The classic signs are that a person will come through the door, or sadly, literally limp through the door, with terribly swollen feet, fingers, wrists and elbows. Feeling very sore and stiff with joints that look warm, pink and red and be very tender to touch. Morning stiffness is most common, causing people to have trouble getting out of bed, have trouble getting up off the couch and just moving once they have been sitting or lying down for a while.
Once upon a time, the treatments for rheumatoid arthritis were not great. When I first qualified as a young doctor in the early 1980s, all we had available for our patients were high dose aspirin and really toxic drugs like Gold.
Medications available to rheumatologists now are very effective in turning off the disease, enabling people to go back to a normal life. The challenge is to find the right combination of therapies for each person and, at last count, there were over 20 different therapies for rheumatoid arthritis.
It’s like finding a pair of shoes to comfortably fit your feet or a suit to fit you perfectly. The treatments are very individualised now. There are gentle options right through to incredibly powerful treatments. We need to make the choice of medications depending on how severe the disease is, how early we have the chance to intervene in managing the disease and on each person’s individual response to therapy.

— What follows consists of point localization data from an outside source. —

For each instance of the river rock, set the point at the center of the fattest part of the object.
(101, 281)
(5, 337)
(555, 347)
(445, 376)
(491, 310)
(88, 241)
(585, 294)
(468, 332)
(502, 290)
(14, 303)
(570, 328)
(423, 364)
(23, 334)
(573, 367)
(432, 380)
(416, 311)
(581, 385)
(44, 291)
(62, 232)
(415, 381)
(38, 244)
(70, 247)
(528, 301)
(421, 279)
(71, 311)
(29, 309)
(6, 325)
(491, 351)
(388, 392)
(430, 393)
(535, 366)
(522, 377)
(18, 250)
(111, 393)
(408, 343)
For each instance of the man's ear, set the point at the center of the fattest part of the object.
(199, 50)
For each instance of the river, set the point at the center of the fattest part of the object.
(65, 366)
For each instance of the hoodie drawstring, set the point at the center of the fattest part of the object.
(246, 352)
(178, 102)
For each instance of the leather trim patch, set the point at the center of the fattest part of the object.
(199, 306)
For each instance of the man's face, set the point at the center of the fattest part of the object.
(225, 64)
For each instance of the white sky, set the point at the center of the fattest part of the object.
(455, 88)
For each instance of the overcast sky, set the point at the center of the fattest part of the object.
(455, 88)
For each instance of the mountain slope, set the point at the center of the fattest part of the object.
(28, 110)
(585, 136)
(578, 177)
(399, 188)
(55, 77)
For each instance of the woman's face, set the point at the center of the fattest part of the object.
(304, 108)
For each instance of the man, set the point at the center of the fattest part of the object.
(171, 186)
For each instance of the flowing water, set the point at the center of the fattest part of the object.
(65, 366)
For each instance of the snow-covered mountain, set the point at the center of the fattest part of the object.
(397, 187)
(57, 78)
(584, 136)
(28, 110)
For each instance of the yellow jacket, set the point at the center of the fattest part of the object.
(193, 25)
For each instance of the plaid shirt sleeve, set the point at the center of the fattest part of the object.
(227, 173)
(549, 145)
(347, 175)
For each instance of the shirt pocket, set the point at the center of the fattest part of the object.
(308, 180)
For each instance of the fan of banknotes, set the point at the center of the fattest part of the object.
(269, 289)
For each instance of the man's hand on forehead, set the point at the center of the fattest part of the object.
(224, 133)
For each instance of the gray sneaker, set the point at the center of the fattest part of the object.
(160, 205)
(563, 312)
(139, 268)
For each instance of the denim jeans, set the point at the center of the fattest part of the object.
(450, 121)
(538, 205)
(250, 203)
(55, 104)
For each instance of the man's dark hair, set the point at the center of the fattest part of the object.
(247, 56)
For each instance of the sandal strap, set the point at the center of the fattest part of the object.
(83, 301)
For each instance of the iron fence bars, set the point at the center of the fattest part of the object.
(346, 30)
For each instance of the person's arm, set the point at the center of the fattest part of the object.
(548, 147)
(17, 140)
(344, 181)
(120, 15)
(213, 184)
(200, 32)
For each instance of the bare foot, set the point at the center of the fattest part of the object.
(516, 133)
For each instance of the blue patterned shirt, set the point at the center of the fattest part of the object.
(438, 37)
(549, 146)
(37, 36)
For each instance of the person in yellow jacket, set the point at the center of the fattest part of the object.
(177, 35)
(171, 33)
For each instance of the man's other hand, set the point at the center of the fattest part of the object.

Natural therapies do help with options like Fish Oil and Turmeric being helpful in relieving pain. But these natural therapies do not have a role in actively turning off the disease.
We expect now for people to become completely well, although occasionally, even well people will have the odd flare. Similar to conditions like asthma, where people can be very well most of the time, but still need to use their puffers from time to time, folk with rheumatoid arthritis that is stable can still have the odd flare and need a bit of extra treatment.
The term we use now is “treat to target”. And the target is for people to be pain free, fit and well and have no signs of the disease. When people aren’t treated effectively, the disease can damage the joints. In fact, tissue can build up in the joint which actually eats away the bones and the ligaments. Many patients who have had the disease since the 1950’s and 60’s will have very destroyed joints.
In my clinic, I have new patients that look completely well and normal, compared with older patients from 30 or 40 years ago who have quite damaged joints and have had to go through multiple joint replacement surgeries over the years. There has been a tremendous change in treatments and expectations of outcome in the last 20 or 30 years.
So we very strongly encourage early diagnosis and early treatment. The faster we start treatment, the quicker people get better and our expectation is that people will fully recover from the pain, swelling and stiffness and lead a normal, healthy life. Having children, playing sport and travelling widely. But still having to keep in touch with their doctor regularly to make sure things continue to go well.